REPUBLIKA.CO.ID, JAKARTA -- Keraton Kasunanan Surakarta Hadiningrat dan Kesultanan Utsmaniyah disebut punya hubungan yang erat. Romantisnya hubungan itu sudah terjalin sejak Keraton Kasunanan Surakarta pimpinan Sri Susuhunan Pakubuwana III yang memerintah pada 1749-1788. Pada masa pemerintahannya, Pakubuwana III atau dengan nama aslinya Raden Mas Suryadi mendirikan Masjid Agung Keraton Kasunanan Surakarta. Masjid ini dibangun pada 1763 dan rampung pada 1768.

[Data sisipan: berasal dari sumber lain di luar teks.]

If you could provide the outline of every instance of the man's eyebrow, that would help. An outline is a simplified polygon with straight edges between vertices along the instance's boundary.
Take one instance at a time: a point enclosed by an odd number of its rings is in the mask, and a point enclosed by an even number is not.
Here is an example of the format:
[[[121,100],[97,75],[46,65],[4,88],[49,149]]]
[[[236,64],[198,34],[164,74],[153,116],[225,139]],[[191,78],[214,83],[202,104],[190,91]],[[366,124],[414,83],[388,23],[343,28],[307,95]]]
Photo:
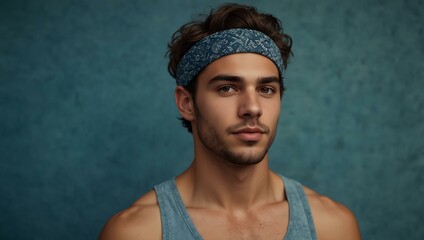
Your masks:
[[[235,75],[217,75],[213,78],[211,78],[208,81],[208,84],[213,84],[214,82],[218,82],[218,81],[227,81],[227,82],[242,82],[243,81],[243,77],[240,76],[235,76]],[[258,78],[258,83],[259,84],[268,84],[268,83],[280,83],[280,79],[278,77],[275,76],[271,76],[271,77],[259,77]]]
[[[260,84],[267,84],[267,83],[280,83],[280,78],[272,76],[272,77],[259,77],[258,78]]]
[[[208,84],[212,84],[212,83],[217,82],[217,81],[241,82],[242,80],[243,80],[243,78],[240,77],[240,76],[220,74],[220,75],[216,75],[215,77],[211,78],[208,81]]]

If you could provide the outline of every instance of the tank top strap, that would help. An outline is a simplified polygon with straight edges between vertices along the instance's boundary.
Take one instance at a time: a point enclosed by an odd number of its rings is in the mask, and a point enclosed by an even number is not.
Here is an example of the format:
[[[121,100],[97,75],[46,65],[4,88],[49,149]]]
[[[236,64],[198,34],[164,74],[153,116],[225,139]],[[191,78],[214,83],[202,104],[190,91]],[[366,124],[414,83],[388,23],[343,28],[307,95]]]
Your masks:
[[[202,237],[194,227],[178,192],[175,178],[154,187],[159,203],[163,240],[197,239]]]
[[[281,176],[289,202],[289,226],[286,240],[316,240],[315,226],[303,186],[290,178]]]

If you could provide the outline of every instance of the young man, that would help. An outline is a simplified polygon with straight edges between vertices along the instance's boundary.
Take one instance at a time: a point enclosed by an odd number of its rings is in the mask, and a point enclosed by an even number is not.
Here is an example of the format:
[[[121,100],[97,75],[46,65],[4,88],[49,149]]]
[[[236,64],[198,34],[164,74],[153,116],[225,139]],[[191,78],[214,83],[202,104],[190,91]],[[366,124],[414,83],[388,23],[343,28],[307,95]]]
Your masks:
[[[169,44],[194,160],[113,216],[100,239],[360,239],[341,204],[272,172],[291,39],[254,8],[223,5]]]

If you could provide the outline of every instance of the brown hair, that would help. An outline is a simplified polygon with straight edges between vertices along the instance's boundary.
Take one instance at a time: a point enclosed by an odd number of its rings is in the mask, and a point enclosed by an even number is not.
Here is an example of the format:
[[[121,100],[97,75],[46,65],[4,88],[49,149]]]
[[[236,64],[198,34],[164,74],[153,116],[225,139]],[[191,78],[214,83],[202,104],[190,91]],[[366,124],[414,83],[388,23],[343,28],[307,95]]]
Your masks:
[[[289,35],[283,32],[280,20],[270,14],[259,13],[256,8],[239,4],[224,4],[211,10],[203,21],[184,24],[173,35],[168,44],[168,71],[176,78],[176,69],[184,54],[199,40],[215,32],[231,28],[249,28],[268,35],[278,46],[287,67],[292,46]],[[192,95],[196,95],[196,79],[184,86]],[[283,92],[283,87],[281,93]],[[191,122],[181,118],[182,125],[192,132]]]

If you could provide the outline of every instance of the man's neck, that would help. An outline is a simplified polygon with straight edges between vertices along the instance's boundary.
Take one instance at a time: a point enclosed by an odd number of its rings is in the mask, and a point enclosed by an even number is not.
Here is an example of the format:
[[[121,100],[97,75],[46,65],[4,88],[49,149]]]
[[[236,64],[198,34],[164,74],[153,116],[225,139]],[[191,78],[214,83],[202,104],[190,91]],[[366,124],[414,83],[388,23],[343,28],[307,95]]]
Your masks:
[[[248,211],[282,201],[281,180],[268,167],[268,157],[258,164],[241,166],[222,159],[195,158],[177,178],[186,205],[230,211]]]

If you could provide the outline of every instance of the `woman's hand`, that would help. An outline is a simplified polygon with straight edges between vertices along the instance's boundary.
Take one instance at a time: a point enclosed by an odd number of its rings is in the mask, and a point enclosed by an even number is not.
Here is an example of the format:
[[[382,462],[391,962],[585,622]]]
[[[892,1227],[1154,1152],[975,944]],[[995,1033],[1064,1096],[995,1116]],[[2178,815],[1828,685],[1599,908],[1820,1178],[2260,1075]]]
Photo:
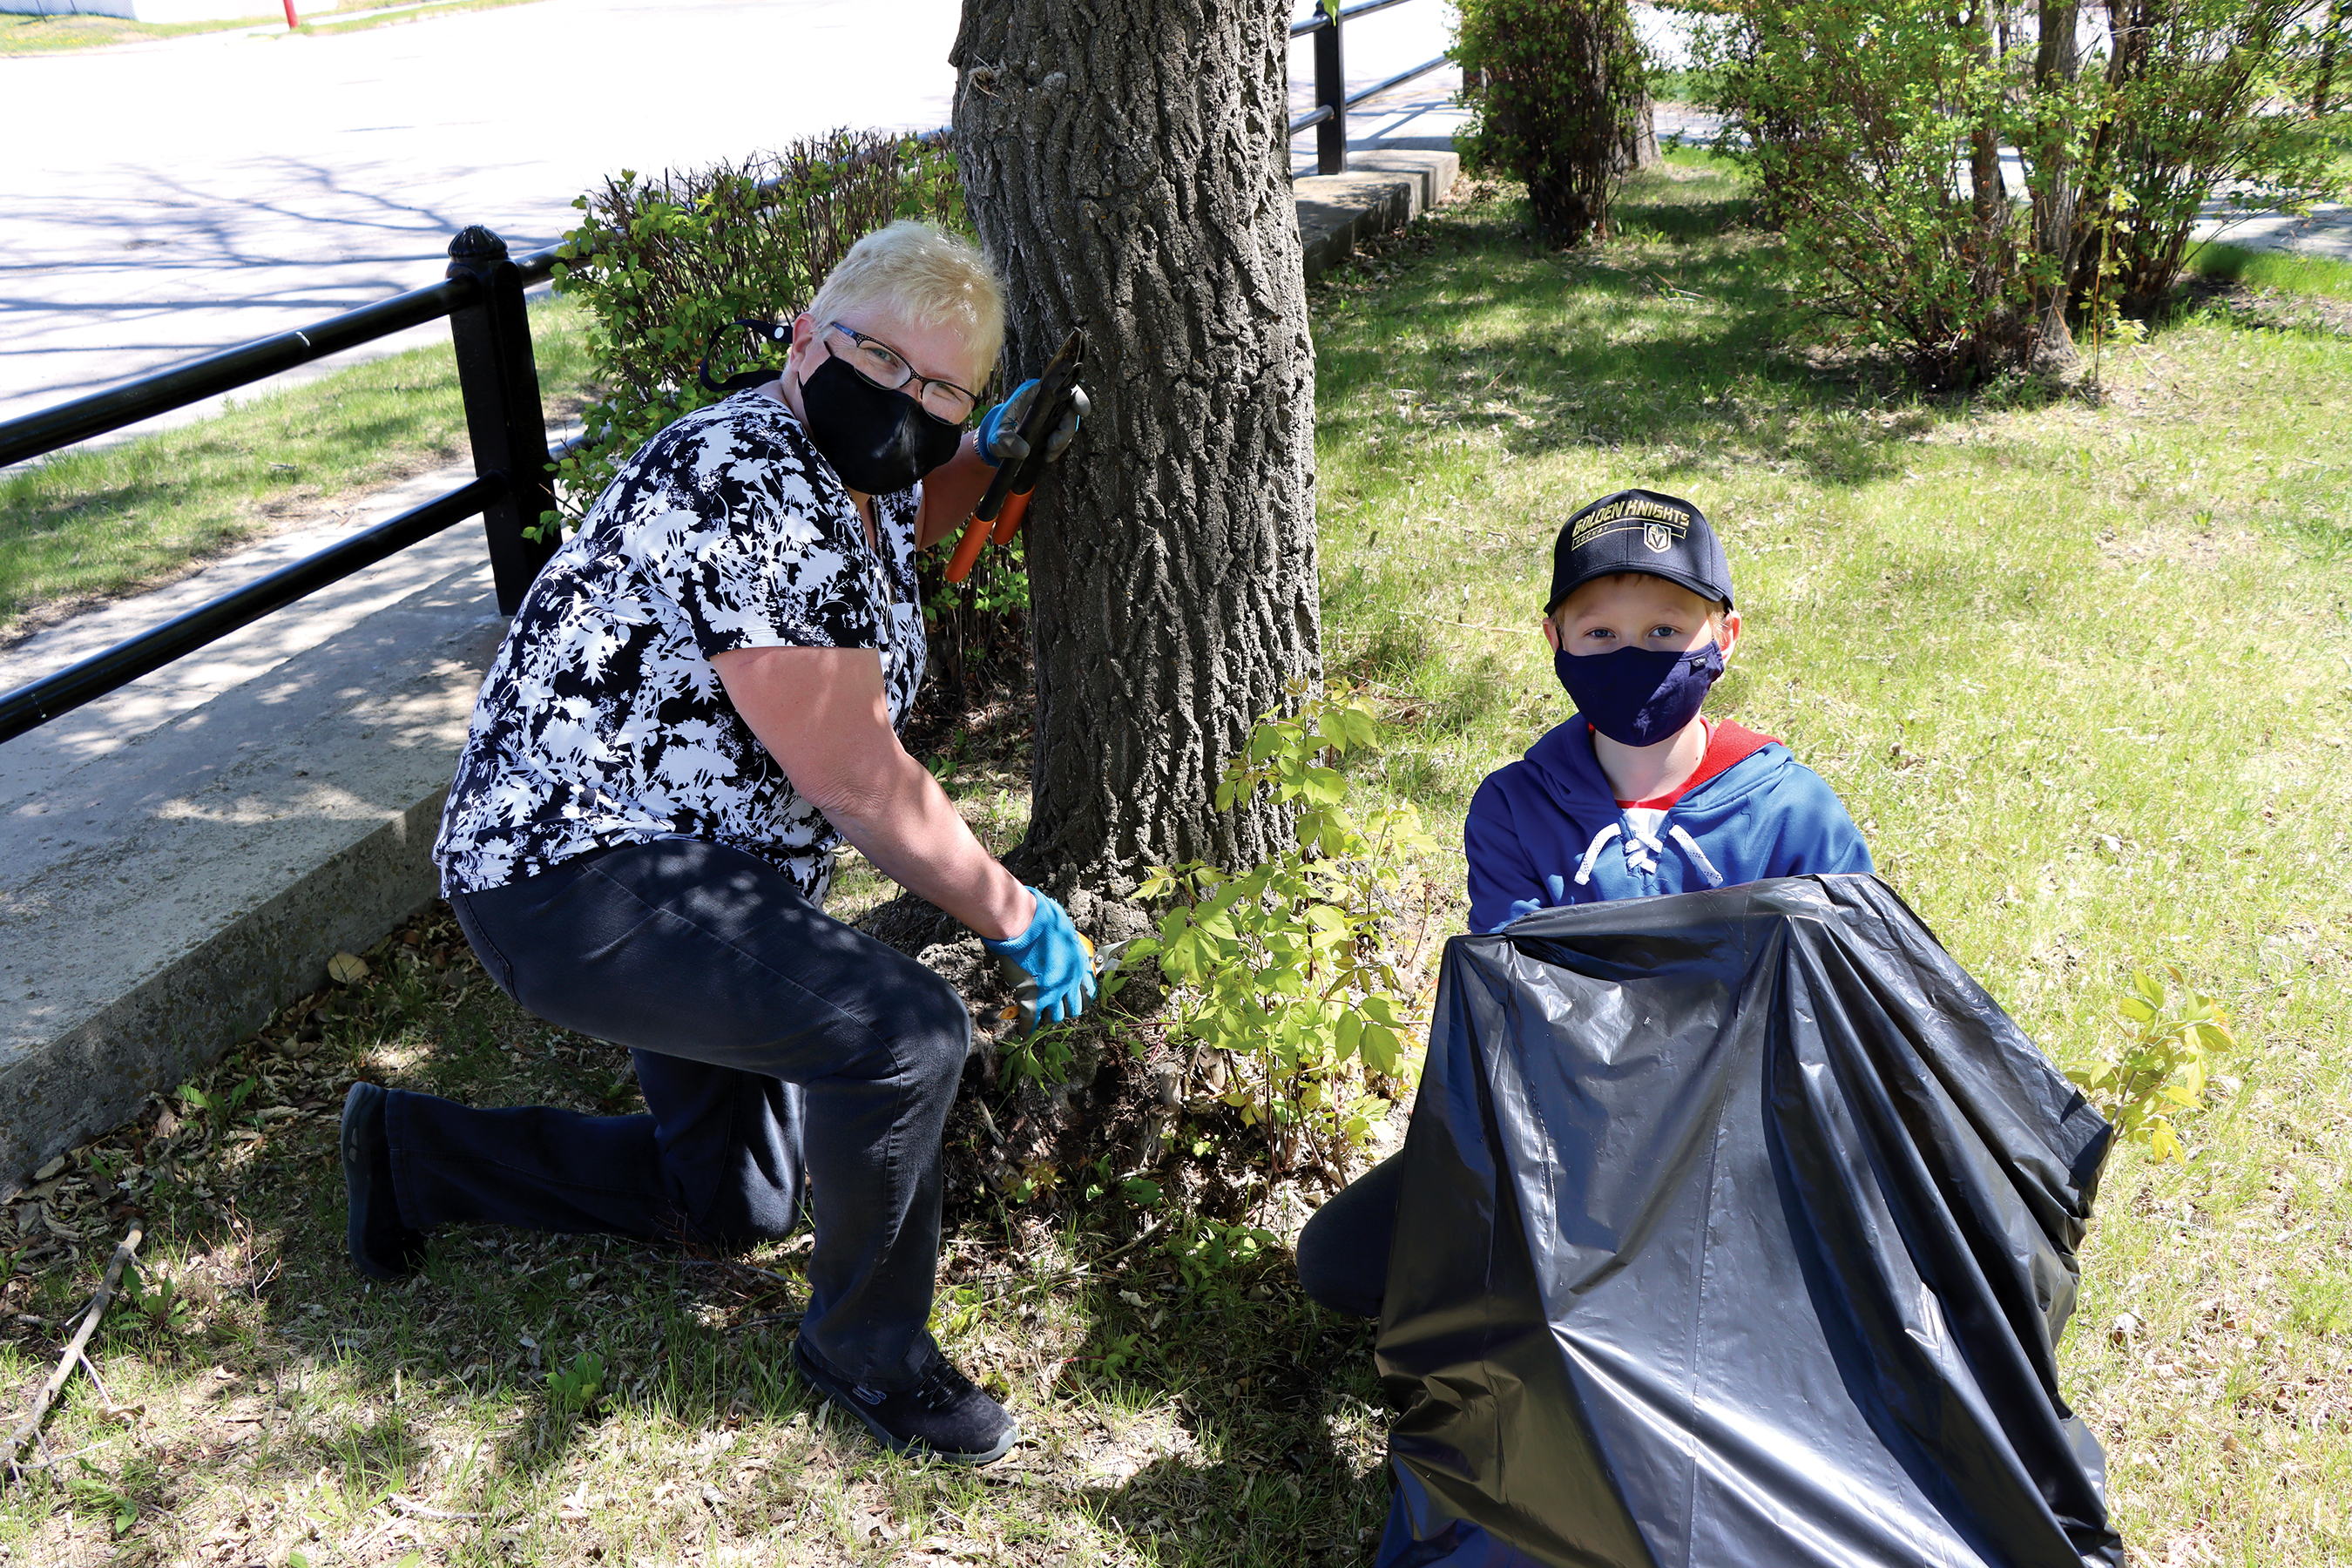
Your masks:
[[[981,416],[979,428],[963,438],[946,467],[933,468],[924,476],[922,516],[915,530],[917,548],[929,549],[949,534],[960,531],[964,520],[971,516],[972,508],[987,492],[988,481],[996,477],[997,466],[1018,462],[1029,455],[1029,443],[1021,438],[1021,421],[1028,417],[1029,400],[1036,394],[1034,380],[1013,388],[1012,396]],[[1087,400],[1087,389],[1070,388],[1069,404],[1045,437],[1047,462],[1062,460],[1062,454],[1078,433],[1078,422],[1093,411],[1094,405]]]
[[[1095,954],[1067,910],[1036,889],[1029,891],[1037,900],[1029,929],[1004,942],[982,937],[981,945],[1020,972],[1015,989],[1022,1021],[1034,1032],[1041,1022],[1063,1023],[1087,1010],[1095,994]]]
[[[898,743],[880,654],[736,648],[710,666],[793,788],[884,876],[982,937],[1029,930],[1037,913],[1029,889],[982,847],[939,781]]]
[[[972,432],[972,450],[990,468],[1017,463],[1029,455],[1029,443],[1021,438],[1021,426],[1029,417],[1030,402],[1037,395],[1037,378],[1030,377],[1013,389],[1013,395],[980,416],[980,426]],[[1045,433],[1045,460],[1058,463],[1069,450],[1070,442],[1077,436],[1078,422],[1094,412],[1087,401],[1087,389],[1073,384],[1069,400],[1062,406],[1062,416]]]

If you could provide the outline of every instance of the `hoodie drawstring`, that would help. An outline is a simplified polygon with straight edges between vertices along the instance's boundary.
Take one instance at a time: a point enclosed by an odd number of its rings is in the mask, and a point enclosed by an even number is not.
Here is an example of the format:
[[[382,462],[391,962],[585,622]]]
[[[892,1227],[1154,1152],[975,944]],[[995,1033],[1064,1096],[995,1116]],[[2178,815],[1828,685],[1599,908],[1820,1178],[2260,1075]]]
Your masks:
[[[1584,858],[1578,863],[1576,868],[1576,885],[1578,887],[1584,887],[1592,880],[1592,868],[1600,860],[1601,852],[1609,847],[1610,844],[1620,837],[1622,837],[1625,840],[1625,865],[1627,869],[1633,871],[1654,871],[1658,868],[1658,857],[1665,853],[1665,844],[1659,839],[1652,837],[1649,834],[1643,832],[1639,827],[1633,828],[1629,831],[1623,826],[1623,825],[1612,822],[1607,826],[1601,828],[1600,832],[1594,834],[1592,836],[1592,842],[1585,846]],[[1697,864],[1699,874],[1706,879],[1706,885],[1708,887],[1720,888],[1723,886],[1723,873],[1715,868],[1715,862],[1706,858],[1706,851],[1698,847],[1698,840],[1693,838],[1682,824],[1675,823],[1673,826],[1667,828],[1666,837],[1673,839],[1676,844],[1683,847],[1683,852],[1688,855],[1691,859]]]
[[[1601,858],[1601,852],[1609,847],[1609,841],[1616,837],[1617,833],[1617,825],[1612,822],[1592,836],[1592,842],[1585,847],[1582,863],[1576,868],[1578,887],[1581,888],[1592,880],[1592,863]]]
[[[1681,823],[1677,822],[1672,827],[1667,828],[1666,837],[1681,845],[1684,851],[1687,853],[1692,859],[1698,862],[1699,871],[1706,878],[1706,885],[1708,887],[1720,888],[1723,886],[1723,873],[1715,868],[1715,862],[1706,858],[1706,851],[1698,847],[1698,840],[1693,838],[1688,831],[1684,828]]]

Menurut Ketua Takmir Masjid Keraton Kasunanan Surakarta, KH Muhammad Muchtarom adanya masjid agung makin mempererat hubungan Kesultanan Utsmaniyah dengan keraton Surakarta khususnya kaum Muslimin saat itu. Utsmaniyah kerap mengirimkan utusan-utusannya baik untuk menjalin hubungan ekonomi maupun dengan mengirimkan para cendekiawan muslim untuk mensyiarkan Islam. Pada masa Pakubuwana III, kesultanan Utsmaniyah dipimpin Sultan Mahmud I (1730-1754), Sultan Osman III (1754-1757), Sultan Mustafa III (1757-1774), dan Sultan Abdul Hamid I (1774-1789).
Menurut Kiai Muchtarom, pada masa ini Kesultanan Utsmaniyah mengirim ulama-ulama dari tanah Hijaz yang menjadi kekuasaannya ke Surakarta. Termasuk para qadi atau hakim. Melalui utusan-utusan Utsmaniyah itu, Keraton Kasunanan Surakarta perlahan-lahan membangun sistem perundang-undangan Islam. Pada kepemimpinan Sri Susuhunan Pakubuwana IV atau Raden Mas Subadya, keraton Surakarta mulai menetapkan hukum syariat Islam menjadi undang-undang negara.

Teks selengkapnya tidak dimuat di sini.